Director of the National Economic Council
- In office February 21, 2023 – January 20, 2025
- President: Joe Biden
- Preceded by: Brian Deese
- Succeeded by: Kevin Hassett

22nd Vice Chair of the Federal Reserve
- In office May 23, 2022 – February 18, 2023
- President: Joe Biden
- Preceded by: Richard Clarida
- Succeeded by: Philip Jefferson

Member of the Federal Reserve Board of Governors
- In office June 16, 2014 – February 18, 2023
- President: Barack Obama Donald Trump Joe Biden
- Preceded by: Elizabeth Ashburn Duke
- Succeeded by: Adriana Kugler

Under Secretary of the Treasury for International Affairs
- In office April 20, 2010 – November 8, 2013
- President: Barack Obama
- Preceded by: Dave McCormick
- Succeeded by: Nathan Sheets

Personal details
- Born: January 1, 1962 (age 64) Hamburg, West Germany
- Party: Democratic
- Spouse: Kurt M. Campbell ​(m. 1998)​
- Education: Wesleyan University (BA) Harvard University (MA, PhD)

= Lael Brainard =

American economist (born 1962)

Lael Brainard (born January 1, 1962) is an American economist who served as the 14th director of the National Economic Council from 2023 to 2025. She previously served as the 22nd vice chair of the Federal Reserve between May 2022 and February 2023. Prior to her term as vice chair, Brainard served as a member of the Federal Reserve Board of Governors, taking office in 2014. Before her appointment to the Federal Reserve, she served as the under secretary of the treasury for international affairs from 2010 to 2013.

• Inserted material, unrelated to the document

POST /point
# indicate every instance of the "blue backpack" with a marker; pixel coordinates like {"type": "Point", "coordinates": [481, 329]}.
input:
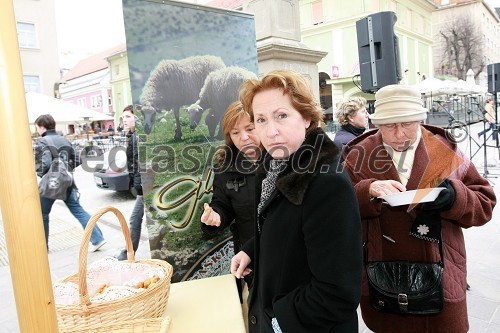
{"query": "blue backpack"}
{"type": "Point", "coordinates": [56, 183]}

Brainard was nominated by Barack Obama to serve as the Under Secretary of the Treasury for International Affairs at the Department of the Treasury on March 23, 2009. She was confirmed to the position by a 78–19 vote in the U.S. Senate on April 20, 2010, and was sworn in on the same day. She tendered her resignation on November 8, 2013, in advance of her nomination by Obama to serve on the Fed board.

President Biden nominated Brainard to serve as Vice Chair of the Federal Reserve on November 22, 2021, succeeding Richard Clarida in the role. On April 26, 2022, her nomination as Federal Reserve Vice Chair was confirmed by the U.S. Senate. She was sworn in on May 23, 2022. In February 2023, Biden announced Brainard as Brian Deese's successor as Director of the National Economic Council (NEC). She resigned her positions as Federal Reserve governor and Vice Chair on February 18, 2023. As NEC director, Brainard additionally served as chair of the White House Competition Council.

==Early life and education==
Lael Brainard, daughter of the U.S. foreign-service officer and diplomat Alfred Brainard, grew up in West Germany and later Poland in the period before the Revolutions of 1989 and the Fall of the Berlin Wall. She graduated with university honors from Wesleyan University with a Bachelor of Arts degree from the College of Social Studies. Brainard received masters and doctoral degrees in economics from Harvard University, where she was a National Science Foundation Fellow.

She is the recipient of a White House Fellowship and a Council on Foreign Relations International Affairs Fellowship. She received the Alexander Hamilton Award for her service at the Department of the Treasury and was awarded the Harvard GSAS Centennial Medal and the New York Association of Business Economics William F. Butler Award in 2019.

==Career==
===Private sector===
Brainard started her career at McKinsey & Company advising corporate clients on strategic challenges.

Brainard was an assistant and associate professor of Applied Economics at the MIT Sloan School of Management from 1990 to 1996 where her publications made important contributions on the relationship between offshore production, trade, and jobs; the measurement of structural and cyclical unemployment in the U.S. economy; and strategic trade policy.

Brainard was a senior fellow at the Brookings Institution from 2001 to 2009 and Vice President and Director of the Global Economy and Development Program from 2006 to 2009.

===White House===
Beginning in 1997 Brainard served as deputy national economic advisor and deputy assistant to the president during the Clinton administration. In this role, she was the White House staff coordinator for the Asia-Pacific Economic Cooperation (APEC) Leaders Meeting in Vancouver and Manila; responsible for the President's three-year review of NAFTA; and for preparing the way for China's entry into the WTO. She was also responsible for the G7/G8 Jobs Conferences in the U.K. and France, and took part in President Clinton's visits to China, Latin America, the U.K., and the Summit of the Americas held in Miami.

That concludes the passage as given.